I am sure my relatives are rolling in their graves, after fighting and dying to make sure that Fascism did not spread around the world and to the United States. That was a time when Republicans thought Fascism was a bad thing, unlike today. I know both of these men (one of them an Italian immigrant), if they were alive now, would be appalled and outraged that Fascism is being institutionalized by the Republican party, and welcomed and encouraged by its supporters. My relatives died so the very thing that is happening now, wouldn't. And it makes me infinitely sad and frustrated that these men seemingly died for nothing...and that segments of the population of this country support the kind of nationalism, totalitarianism, disdain for facts and humanity, and suppression that are the hallmarks of Fascism.
I honor my brave relatives and all who fought Fascism. I truly hope that we can fight this frightening movement to the right and ensure that they all died for the noble, uplifting principle of humanism.
"We are always at war. We spend twice as large a share of our GDP on the military as the world does in general. It’s the longest sustained period of open-ended combat in our nation’s history. And yet the country as a whole is barely affected. We have halftime ceremonies honoring the heroes. We let them get onto commercial airlines earlier, but we don’t think seriously about what they’re doing, the missions we’re asking them to undertake.
And, as a result, in my view, we have embarked on a series of unwinnable wars. We call people heroes and then send them to do things they can’t do....

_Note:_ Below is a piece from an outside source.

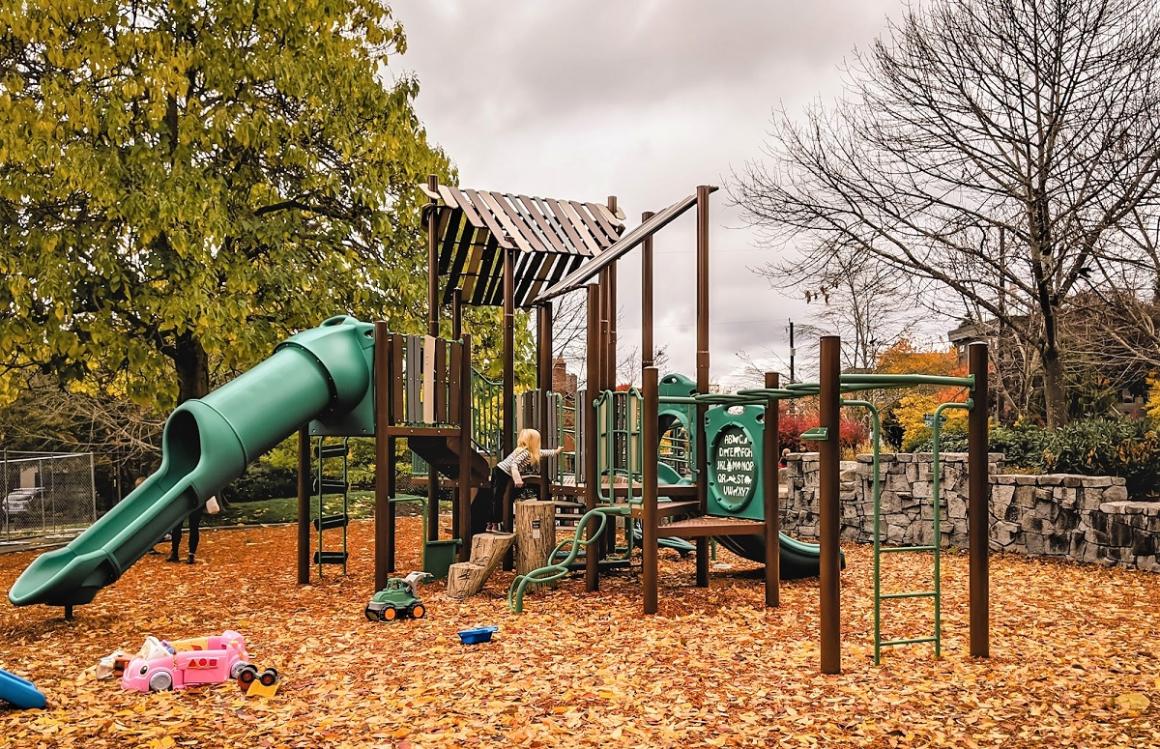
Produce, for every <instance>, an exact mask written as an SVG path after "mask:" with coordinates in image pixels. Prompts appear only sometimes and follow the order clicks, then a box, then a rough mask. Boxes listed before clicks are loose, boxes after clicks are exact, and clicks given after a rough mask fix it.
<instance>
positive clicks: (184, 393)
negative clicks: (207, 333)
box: [173, 332, 210, 403]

When I was a kid in the ’50s and ’60s and then older in the ’70s, American pop culture reflected a country familiar enough with its military to make fun of it at times. You had shows like 'Gomer Pyle,' or 'Hogan’s Heroes,' or 'McHale’s Navy.'
You had works of art like 'South Pacific' or novels like 'Catch 22' and even movies like 'MASH,' respected the importance of the military and the important things it did that were heroic in the large scale, like World War II, but it was still made of real people with their real foibles.
But we — now we have started to have this artificially reverent view of the military that’s also distant and disengaged."